A principal hipótese é de que essa influência se dê pela inibição da liberação de melatonina, hormônio considerado responsável por avisar ao corpo quando está na hora de dormir. Segundo a pesquisadora belo-horizontina Mariana Figueiro, do Centro de Pesquisa da Luz do Instituto Politécnico Rensselaer, nos Estados Unidos, a luz azul de ondas curtas, característica dos novos aparelhos com autoiluminação, é especialmente influente nessa inibição. Isso porque fotorreceptores dos nossos olhos (de onde são emitidos sinais ao cérebro quanto à secreção da melatonina) são muito sensíveis a esse tipo de luminosidade.

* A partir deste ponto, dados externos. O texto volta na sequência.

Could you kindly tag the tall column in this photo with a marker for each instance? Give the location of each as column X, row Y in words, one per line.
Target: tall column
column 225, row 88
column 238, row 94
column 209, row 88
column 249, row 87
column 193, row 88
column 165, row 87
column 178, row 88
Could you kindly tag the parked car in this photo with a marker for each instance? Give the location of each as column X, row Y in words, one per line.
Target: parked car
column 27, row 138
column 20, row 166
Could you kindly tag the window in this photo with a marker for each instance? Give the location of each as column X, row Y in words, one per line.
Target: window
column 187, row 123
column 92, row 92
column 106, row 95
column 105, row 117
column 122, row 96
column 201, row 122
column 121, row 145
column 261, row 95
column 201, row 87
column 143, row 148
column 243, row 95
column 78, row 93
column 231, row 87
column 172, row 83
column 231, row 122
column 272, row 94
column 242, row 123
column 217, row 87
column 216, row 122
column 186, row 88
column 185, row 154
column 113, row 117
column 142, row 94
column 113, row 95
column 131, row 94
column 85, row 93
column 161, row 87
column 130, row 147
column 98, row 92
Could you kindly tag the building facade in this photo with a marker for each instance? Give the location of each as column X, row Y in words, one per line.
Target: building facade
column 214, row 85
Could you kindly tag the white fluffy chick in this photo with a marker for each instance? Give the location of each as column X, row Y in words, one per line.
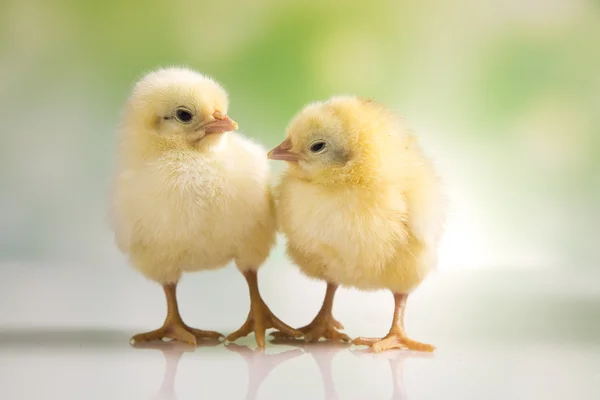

Assim, se a pessoa usar até muito tarde esses aparelhos, terá uma alteração na liberação de melatonina, o que, segundo se acredita, atrasa o sinal do sono em nosso corpo.
Dessa forma, os usuários dos gadgets podem demorar mais a dormir e, como o horário de acordar costuma se manter - para que se cumpram compromissos como trabalhar, estudar, resolver problemas no horário comercial -, as horas de sono são comprometidas. Segundo o psiquiatra Maurício Viotti, médico do sono, é preciso ter a consciência de que dormir é importante para o corpo e pode haver consequências sérias, no longo prazo, para quem dorme pouco. Se o hábito continuar por meses, diz ele, isso pode gerar desgaste, tensão e afetar a memória, além de problemas físicos, como ganho de peso. "Há estudos mostrando que pessoas que trabalham em turnos - e portanto dormem menos -, têm insônia.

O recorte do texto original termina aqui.